Healthy Chicago 2.0: City Sets Broad, Data-driven Goals

Healthy Chicago 2.0 launch

Allison Arwady, ‎chief medical officer at the Chicago Department of Public Health, discusses infectious disease rates March 29 at the Healthy Chicago 2.0 launch.

Chicago’s 2020 public-health plan is data driven. The city is putting numbers behind 60 health outcomes it wants to improve, from raising life expectancy to reducing infant mortality, gun violence, obesity and even binge drinking.

A 60-page report sets 82 public-health objectives to reach by the end of the decade. Many address larger issues that touch on health. Chicago aims to cut serious injuries in traffic accidents by one-third, and to boost walking, biking and public transit commutes 10 percent.

“The environment is right to bring in new data sets,” said epidemiologist Nik Prachand, the report’s co-author with deputy health commissioner Jaime Dircksen. Facing a 4 percent cut in the department’s funding, health professionals are trying to influence choices throughout the $7.8 billion city budget.

At the report’s March 29 unveiling, the South Shore Cultural Center displayed city maps from the report, with areas of the greatest need colored red. On measures of crime, housing and economic development, the most-afflicted areas matched the neighborhoods with poor health outcomes. (Smart Chicago Collaborative presents much of this data on its Chicago Health Atlas website.)

Teen birth rates continue to fall,” said Dr. Julie Morita, the city’s health commissioner. Chicago has blown through a 2020 citywide target set in 2011. The city also met its 2011 goal for cutting smoking among high-schoolers, and is on track to cut HIV diagnoses.

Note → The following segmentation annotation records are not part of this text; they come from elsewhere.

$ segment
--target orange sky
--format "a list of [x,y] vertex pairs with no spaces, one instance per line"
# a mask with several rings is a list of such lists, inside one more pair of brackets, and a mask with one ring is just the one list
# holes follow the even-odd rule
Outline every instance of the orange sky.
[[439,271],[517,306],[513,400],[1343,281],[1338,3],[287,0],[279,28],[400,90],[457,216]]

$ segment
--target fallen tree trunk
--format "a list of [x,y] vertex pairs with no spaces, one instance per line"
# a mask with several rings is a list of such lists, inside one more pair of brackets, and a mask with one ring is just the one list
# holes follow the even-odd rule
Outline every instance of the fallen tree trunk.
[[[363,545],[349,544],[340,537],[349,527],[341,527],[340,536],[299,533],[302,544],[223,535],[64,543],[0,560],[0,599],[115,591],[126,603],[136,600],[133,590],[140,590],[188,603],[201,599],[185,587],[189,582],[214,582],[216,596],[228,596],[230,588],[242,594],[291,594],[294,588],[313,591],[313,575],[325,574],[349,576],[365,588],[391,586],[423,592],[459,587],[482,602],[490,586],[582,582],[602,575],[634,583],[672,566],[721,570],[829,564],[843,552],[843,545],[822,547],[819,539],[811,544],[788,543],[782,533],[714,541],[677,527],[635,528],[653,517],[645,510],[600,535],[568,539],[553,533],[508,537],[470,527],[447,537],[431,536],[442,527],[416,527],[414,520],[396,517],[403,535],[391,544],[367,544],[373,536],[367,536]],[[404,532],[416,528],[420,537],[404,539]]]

“But disparities persist,” Morita said. “This is not acceptable.” The city counts more than 70 per 1,000 teen births in West Garfield Park and West Englewood, but less than 5 per 1,000 in other neighborhoods.

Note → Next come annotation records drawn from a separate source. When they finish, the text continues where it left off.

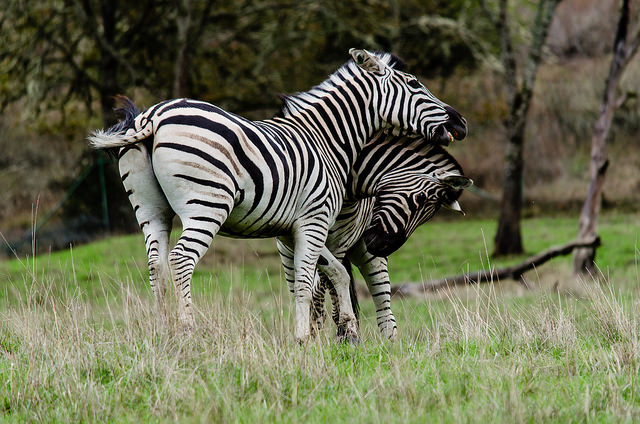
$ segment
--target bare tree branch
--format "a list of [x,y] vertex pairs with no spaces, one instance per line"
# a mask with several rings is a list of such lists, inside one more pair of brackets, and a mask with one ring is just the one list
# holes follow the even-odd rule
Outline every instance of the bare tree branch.
[[599,237],[589,240],[574,240],[561,246],[550,247],[547,250],[525,259],[517,265],[499,269],[476,271],[468,274],[426,281],[424,283],[405,283],[394,285],[391,286],[391,293],[396,296],[416,296],[425,292],[434,292],[447,287],[494,282],[507,278],[519,280],[525,272],[539,267],[557,256],[568,255],[575,248],[595,247],[599,245]]

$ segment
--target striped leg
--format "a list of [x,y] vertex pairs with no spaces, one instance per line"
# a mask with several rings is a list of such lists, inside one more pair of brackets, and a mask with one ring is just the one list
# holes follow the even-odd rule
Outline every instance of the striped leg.
[[[278,237],[276,240],[278,246],[278,253],[280,254],[280,261],[284,269],[285,280],[289,291],[294,293],[295,283],[295,267],[293,263],[293,247],[291,247],[291,240],[286,240],[283,237]],[[326,313],[324,312],[324,289],[323,282],[318,277],[318,273],[314,276],[313,286],[311,288],[311,328],[310,332],[312,336],[315,336],[324,325]],[[320,311],[320,314],[318,314]]]
[[391,283],[387,270],[387,259],[373,256],[362,240],[348,254],[364,276],[376,306],[378,328],[388,339],[395,339],[398,327],[391,312]]
[[153,173],[147,148],[143,144],[133,145],[121,149],[118,156],[122,184],[145,237],[149,283],[160,319],[164,321],[167,317],[165,293],[169,283],[167,253],[174,213]]
[[[224,222],[224,219],[226,219],[224,210],[209,209],[207,213],[209,215],[213,213],[219,218],[209,218],[202,215],[189,218],[181,216],[182,235],[169,253],[169,269],[171,270],[171,278],[178,297],[179,318],[182,326],[187,331],[192,331],[195,328],[191,301],[193,271],[198,261],[211,246],[213,238],[220,229],[220,226],[212,221],[220,220]],[[220,219],[222,218],[220,215],[224,215],[224,219]],[[204,219],[206,221],[203,221]]]
[[296,234],[295,240],[293,252],[295,268],[293,296],[296,305],[295,338],[302,343],[311,334],[311,287],[313,286],[316,263],[320,252],[317,248],[314,248],[302,231]]
[[344,268],[344,265],[342,265],[326,247],[322,249],[322,257],[318,262],[318,269],[335,287],[339,305],[338,336],[357,343],[359,341],[358,323],[351,306],[349,273]]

Communities that score low for educational, social and economic attainment also show the most births among teenagers, plus higher risks of outcomes from asthma to homicide. “It became clear to us that this should drive our work with Healthy Chicago 2.0,” Morita said – not only treating poor health but addressing its root causes.

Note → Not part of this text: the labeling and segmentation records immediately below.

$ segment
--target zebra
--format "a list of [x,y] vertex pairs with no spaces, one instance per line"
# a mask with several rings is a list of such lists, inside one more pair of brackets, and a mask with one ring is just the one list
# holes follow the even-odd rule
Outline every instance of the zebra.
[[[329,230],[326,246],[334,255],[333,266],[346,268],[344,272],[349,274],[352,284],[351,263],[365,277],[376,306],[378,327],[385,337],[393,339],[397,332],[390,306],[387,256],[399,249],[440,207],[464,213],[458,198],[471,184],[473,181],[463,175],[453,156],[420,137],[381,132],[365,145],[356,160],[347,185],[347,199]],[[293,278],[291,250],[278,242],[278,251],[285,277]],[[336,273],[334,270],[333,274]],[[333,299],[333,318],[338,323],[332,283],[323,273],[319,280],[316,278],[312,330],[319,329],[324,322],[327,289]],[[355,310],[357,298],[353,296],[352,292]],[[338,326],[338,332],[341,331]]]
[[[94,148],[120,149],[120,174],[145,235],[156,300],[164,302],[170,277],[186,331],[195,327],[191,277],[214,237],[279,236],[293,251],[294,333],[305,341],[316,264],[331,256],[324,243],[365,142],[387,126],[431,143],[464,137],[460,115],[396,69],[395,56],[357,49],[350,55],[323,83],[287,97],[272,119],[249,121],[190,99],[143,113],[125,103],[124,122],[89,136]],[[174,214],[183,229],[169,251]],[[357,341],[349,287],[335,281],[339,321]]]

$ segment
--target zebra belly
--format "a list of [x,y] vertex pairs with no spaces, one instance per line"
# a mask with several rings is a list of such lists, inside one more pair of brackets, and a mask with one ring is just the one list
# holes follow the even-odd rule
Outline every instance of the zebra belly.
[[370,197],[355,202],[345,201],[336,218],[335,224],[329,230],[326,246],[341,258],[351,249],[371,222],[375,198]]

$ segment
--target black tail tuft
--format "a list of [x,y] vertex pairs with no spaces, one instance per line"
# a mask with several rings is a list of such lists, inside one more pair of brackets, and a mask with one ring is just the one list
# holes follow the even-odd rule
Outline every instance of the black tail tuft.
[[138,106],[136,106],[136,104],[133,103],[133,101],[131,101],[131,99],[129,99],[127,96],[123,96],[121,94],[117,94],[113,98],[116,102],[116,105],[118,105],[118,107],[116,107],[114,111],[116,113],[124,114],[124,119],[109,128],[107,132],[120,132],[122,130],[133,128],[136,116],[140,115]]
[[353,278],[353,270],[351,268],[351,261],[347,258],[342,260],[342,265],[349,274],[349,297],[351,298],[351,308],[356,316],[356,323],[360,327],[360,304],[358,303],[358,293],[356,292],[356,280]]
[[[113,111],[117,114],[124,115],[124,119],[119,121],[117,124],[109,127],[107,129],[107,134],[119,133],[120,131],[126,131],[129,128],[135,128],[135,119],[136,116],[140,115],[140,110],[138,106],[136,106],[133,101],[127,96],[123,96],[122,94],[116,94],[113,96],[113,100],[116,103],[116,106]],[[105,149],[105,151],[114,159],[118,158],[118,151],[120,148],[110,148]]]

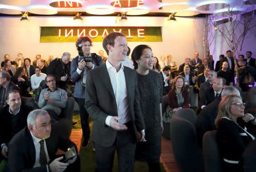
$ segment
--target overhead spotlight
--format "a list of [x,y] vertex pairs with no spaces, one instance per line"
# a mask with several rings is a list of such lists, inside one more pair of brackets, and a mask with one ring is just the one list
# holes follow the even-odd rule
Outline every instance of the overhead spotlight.
[[177,13],[177,12],[174,12],[174,13],[171,12],[169,14],[169,16],[168,16],[168,20],[175,20],[175,21],[176,21],[176,19],[175,19],[175,16],[176,13]]
[[76,14],[76,15],[73,18],[73,19],[74,20],[80,19],[80,20],[82,20],[82,17],[81,16],[81,15],[82,15],[82,13],[81,13],[81,12],[80,12],[80,13],[77,12],[77,13]]
[[27,11],[25,11],[22,13],[22,18],[20,18],[20,21],[23,20],[28,20],[28,12]]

Top priorities in the 2020 plan include behavioral health, adult and adolescent health, chronic and infectious disease, and violence. Each interest comes with numeric targets for change. The behavioral health plan would cut ambulance calls for suspected opiate overdoses 20 percent and mental-health hospitalizations 10 percent, and would step up treatment for severe psychological stress by 10 percent. Specific communities get special attention, including a pledge to cut suicide attempts by 10 percent among gay or transgender teens.

Local residents and health workers helped guide the broader approach in 18 months of agenda-setting meetings. Attendees at the plan’s launch say the approach makes sense: They see similar connections among bad results of all sorts.

“Typically at a restaurant we have found a correlation between labor violations and health and sanitation violations,” said Felipe Tendick Matesanz, development specialist at Restaurant Opportunities Centers United.

Tendick Matesanz was part of a team that set the plan’s community development strategies. It aims to improve well-being by boosting savings and assets among low-income residents. The city still needs baseline measurements for that goal.

The plan’s first deliverables are steps toward better metrics. The city will adopt research principles and launch a “public health data partnership” by July 1. Prachand wants to track health inequities using retail, insurance, land use and other metrics. He also wants to draft standards for data integrity and privacy.

“We’re looking to shake up the private sector,” he said. “People complain about government data being slow, but there’s a firewall around private data. It’s not available to you.”

To build a framework for evidence-based policy, the city pledges to launch a functional data network by July 2017. By the end of 2017, it should have infrastructure in place for training and for publicizing research.

Six public meetings in May will give an overview of the plan and ask for ideas.

Caregivers are enthusiastic about the expansive view of the city’s health. “It’s going to take the whole community of people to work cohesively together,” said public-health nurse Donna Feaster.

“For all of us this is part of our mission. In the end, it’s about people who need services,” said Karen Reitan, executive director of the Public Health Institute of Metropolitan Chicago, who served on the report’s steering committee. She believes the city’s goal-setting collaborators in the health community now will be motivated to act.

Reitan thinks the push for metrics will make agencies more responsive too. “There’s a school of thought, which I don’t agree with,” she said. “If it did not get recorded, it did not happen.”